# diamond cutting wheels



## SE18 (Feb 21, 2008)

I usually post here when I have a question or a problem or just a "that's great" comment.

This time, it's a praise for a piece of gear I purchased a year or so ago: a Rotozip with diamond cutting wheel.

The wheel is pretty expensive and I wondered just how long it would last before I had to purchase a new one.

Over the past year, I used it to cut everything from steel to concrete and it's still going strong.

With trepidation, I keep using it, wondering when the wheel will break apart and hit my face shield, like so many Dremel cuttoff wheels have.

Yet, it is still cutting and I'd be lost now without it.


I'm sort of puzzled as to why it lasts so long.

I've got a wet tile cutter that requires water when cutting tiles, yet the Rotozip diamond cutter does not require water. 


Dave V.


----------



## Semper Vaporo (Jan 2, 2008)

I use diamond impregnated "Cut-Off" wheels in my Dremmel MotoTool. They are just a wee bit smaller in diameter and thinner than the usual stone(?) cut-off disks that break/shatter so easily. They work great for both cutting and grinding. I have managed to wear some of them out cutting glass and some alloys of stainless steel. The diamond grit is held on by a nickel plating and does eventually wear out.
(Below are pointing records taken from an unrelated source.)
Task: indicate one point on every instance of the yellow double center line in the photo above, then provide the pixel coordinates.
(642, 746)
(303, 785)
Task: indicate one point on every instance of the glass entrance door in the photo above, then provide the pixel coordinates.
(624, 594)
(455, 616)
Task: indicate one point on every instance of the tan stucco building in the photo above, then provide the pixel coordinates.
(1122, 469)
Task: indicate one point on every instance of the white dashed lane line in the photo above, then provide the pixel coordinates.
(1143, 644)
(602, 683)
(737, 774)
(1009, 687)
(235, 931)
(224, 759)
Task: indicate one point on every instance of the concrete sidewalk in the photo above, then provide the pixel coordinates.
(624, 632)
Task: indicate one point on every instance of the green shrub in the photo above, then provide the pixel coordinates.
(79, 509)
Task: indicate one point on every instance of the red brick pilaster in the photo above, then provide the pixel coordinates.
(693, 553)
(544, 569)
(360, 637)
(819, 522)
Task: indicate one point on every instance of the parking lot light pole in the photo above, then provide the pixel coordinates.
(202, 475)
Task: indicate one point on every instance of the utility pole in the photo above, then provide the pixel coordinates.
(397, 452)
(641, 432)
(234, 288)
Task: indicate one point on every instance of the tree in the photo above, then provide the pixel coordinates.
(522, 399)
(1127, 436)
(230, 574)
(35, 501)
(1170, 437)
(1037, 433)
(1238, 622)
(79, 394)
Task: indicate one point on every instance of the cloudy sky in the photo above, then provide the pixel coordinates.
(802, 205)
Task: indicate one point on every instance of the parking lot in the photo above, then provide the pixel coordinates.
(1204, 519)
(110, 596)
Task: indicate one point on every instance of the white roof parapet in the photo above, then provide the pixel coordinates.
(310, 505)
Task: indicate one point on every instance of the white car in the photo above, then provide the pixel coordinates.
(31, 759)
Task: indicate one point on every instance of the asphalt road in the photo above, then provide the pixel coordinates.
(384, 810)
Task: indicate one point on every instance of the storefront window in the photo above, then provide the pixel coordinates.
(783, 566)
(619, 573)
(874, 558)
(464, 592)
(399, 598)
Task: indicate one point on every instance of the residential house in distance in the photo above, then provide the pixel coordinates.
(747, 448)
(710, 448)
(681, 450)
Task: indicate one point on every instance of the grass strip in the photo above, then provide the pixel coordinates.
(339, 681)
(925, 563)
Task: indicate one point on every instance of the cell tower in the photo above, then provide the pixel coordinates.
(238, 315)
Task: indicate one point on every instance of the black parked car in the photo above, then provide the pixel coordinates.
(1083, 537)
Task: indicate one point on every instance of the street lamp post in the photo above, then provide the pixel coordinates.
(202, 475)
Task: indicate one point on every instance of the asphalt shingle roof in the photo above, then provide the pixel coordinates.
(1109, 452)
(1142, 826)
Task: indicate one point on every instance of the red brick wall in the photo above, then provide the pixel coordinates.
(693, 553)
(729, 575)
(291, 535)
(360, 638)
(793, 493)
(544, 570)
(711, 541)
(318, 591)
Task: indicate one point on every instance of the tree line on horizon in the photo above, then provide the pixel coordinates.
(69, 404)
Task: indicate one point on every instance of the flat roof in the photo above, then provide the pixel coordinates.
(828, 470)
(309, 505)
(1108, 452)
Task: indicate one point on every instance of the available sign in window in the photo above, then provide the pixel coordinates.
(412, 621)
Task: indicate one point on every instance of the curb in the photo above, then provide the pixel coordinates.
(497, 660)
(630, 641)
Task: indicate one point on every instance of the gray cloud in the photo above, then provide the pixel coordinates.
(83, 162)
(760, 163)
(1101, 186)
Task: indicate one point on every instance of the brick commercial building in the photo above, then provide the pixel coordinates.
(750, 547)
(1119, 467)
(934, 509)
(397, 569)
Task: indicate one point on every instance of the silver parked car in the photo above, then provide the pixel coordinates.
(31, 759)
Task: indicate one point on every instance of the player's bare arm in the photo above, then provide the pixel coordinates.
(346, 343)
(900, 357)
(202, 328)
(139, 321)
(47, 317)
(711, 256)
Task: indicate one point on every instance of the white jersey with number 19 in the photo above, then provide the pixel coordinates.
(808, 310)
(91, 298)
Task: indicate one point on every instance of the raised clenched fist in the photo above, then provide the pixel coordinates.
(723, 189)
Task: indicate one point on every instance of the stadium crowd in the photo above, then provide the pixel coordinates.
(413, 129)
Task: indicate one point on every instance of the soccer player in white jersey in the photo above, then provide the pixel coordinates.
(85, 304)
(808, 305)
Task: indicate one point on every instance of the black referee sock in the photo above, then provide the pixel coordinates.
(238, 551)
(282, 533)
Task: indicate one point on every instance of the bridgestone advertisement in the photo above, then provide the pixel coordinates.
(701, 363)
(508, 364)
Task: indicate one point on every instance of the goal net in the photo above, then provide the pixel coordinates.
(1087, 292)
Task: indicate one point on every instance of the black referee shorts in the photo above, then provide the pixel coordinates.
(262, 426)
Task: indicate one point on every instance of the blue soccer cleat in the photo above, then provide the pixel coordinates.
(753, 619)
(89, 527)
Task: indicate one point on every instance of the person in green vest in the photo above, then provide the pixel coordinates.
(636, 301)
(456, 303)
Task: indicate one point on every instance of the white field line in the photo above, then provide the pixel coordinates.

I tried drilling a 1/8 inch hole in glass using a "shaping" bit of the diamond grit variety. It got just barely 1/32 of an inch into the glass and it quit advancing. A quick check of the bit revealed that the grit was all gone! I was not using water or any sort of lubricant. (I got another bit and started drilling again and learned that you cannot drill a hole in Tempered Glass! Kaboom! Lots of glass nuggets and no more window pane! My son was holding the other end of the car window and his legs "cast a shadow" in the otherwise uniform scattering of glass nuggets on the floor!)


----------